Otro de los que prefiero, por atmósfera, estilo y originalidad, es El hombre hueco (The Hollow Man, 1935), de Thomas Burke, autor también, según se nos informa en el libro, del cuento en que se basó David Wark Griffith para realizar Lirios rotos (Broken Blossoms, 1919), una de sus mejores y menos monumentales películas.
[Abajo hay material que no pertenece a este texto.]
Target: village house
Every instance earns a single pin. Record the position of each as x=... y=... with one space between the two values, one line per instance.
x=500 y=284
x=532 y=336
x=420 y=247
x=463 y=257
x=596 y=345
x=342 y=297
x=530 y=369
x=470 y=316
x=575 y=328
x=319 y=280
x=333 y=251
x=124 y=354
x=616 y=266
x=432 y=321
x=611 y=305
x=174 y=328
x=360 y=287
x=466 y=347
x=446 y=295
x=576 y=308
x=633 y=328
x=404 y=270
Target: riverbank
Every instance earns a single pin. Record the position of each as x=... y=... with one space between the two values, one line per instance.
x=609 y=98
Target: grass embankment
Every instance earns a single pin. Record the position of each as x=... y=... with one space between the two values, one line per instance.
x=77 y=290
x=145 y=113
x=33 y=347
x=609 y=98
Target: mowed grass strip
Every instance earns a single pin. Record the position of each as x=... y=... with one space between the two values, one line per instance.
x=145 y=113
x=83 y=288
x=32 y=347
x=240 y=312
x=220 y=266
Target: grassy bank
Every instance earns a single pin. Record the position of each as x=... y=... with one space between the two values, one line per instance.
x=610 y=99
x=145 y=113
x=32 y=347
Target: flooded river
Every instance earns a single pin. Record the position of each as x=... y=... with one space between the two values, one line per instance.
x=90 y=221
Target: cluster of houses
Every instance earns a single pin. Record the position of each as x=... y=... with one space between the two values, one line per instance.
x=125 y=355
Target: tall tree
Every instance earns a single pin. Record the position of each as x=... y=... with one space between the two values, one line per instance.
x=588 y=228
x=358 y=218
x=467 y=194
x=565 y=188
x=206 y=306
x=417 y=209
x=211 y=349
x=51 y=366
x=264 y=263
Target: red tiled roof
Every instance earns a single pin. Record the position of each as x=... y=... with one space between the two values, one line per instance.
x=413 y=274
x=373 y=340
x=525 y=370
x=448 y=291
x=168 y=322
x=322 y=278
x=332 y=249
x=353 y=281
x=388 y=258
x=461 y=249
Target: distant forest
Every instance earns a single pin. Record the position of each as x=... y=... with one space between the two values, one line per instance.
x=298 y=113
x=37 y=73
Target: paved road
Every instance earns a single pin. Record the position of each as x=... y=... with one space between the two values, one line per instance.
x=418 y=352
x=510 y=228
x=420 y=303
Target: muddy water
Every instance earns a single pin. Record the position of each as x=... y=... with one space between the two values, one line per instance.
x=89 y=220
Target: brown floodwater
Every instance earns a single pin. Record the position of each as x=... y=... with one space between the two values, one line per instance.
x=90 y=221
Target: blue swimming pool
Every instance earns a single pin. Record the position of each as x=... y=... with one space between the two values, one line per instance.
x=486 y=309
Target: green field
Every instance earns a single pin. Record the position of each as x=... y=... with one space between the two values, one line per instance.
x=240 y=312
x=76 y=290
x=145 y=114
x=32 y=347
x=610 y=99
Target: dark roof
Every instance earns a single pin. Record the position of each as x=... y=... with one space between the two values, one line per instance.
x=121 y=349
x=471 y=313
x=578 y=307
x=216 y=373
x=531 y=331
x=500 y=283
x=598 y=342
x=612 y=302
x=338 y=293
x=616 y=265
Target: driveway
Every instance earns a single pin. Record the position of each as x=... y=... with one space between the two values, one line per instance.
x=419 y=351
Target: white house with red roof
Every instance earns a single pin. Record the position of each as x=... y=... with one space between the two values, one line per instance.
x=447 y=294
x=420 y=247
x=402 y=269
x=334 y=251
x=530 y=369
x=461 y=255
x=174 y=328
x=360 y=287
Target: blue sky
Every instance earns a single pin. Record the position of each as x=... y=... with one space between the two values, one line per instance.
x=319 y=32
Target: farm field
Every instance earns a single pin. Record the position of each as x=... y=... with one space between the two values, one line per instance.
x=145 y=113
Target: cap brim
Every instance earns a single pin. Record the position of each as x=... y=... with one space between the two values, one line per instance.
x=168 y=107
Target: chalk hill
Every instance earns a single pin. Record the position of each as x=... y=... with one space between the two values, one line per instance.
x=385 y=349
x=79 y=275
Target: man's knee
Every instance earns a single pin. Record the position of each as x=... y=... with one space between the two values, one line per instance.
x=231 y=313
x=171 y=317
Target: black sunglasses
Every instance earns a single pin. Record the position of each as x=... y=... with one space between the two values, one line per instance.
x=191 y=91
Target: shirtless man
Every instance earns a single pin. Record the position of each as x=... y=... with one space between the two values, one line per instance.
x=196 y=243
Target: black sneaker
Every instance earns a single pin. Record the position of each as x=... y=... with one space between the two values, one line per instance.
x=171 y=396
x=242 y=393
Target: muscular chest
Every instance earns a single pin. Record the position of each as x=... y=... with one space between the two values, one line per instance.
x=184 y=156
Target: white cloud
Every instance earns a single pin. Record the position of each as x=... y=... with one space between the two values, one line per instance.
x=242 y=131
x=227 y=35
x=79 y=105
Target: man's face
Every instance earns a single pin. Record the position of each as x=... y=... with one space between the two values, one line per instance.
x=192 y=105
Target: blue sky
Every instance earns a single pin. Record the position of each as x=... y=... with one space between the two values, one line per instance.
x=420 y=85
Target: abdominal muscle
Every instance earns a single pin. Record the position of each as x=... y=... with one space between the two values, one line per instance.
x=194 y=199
El misterioso relato de Burke, de los que agarran al lector desde las primeras líneas, nos lleva a un Londres nocturno y brumoso, escenario ideal para una historia de aparecidos, por cuyas calles un extraño hombre camina con paso lento pero seguro en dirección a una casa de comidas. No tardaremos en saber que ese hombre ha venido de África y que es un resucitado en busca de quien fue su amigo y también su asesino.

Tenía largas las piernas, pero caminaba con ese paso corto y medroso de los ciegos, aunque no era ciego. Sus ojos, bien abiertos, miraban fijamente al frente, pero no parecía ver ni oír cosa alguna. Ni el lúgubre ulular de las sirenas en la margen opuesta del río, ni los atrayentes escaparates de los comercios en las anchas calles que llevaban al centro le hacían volver la cabeza a derecha o a izquierda. Caminaba como si no fuera a ningún sitio en concreto, y, sin embargo, al llegar a esta o aquella esquina torcía sin dudarlo. Era como si una mano invisible lo guiara hacia un punto determinado, cuya situación exacta el mismo ignorara.

Traducción de Alejandro García Reyes.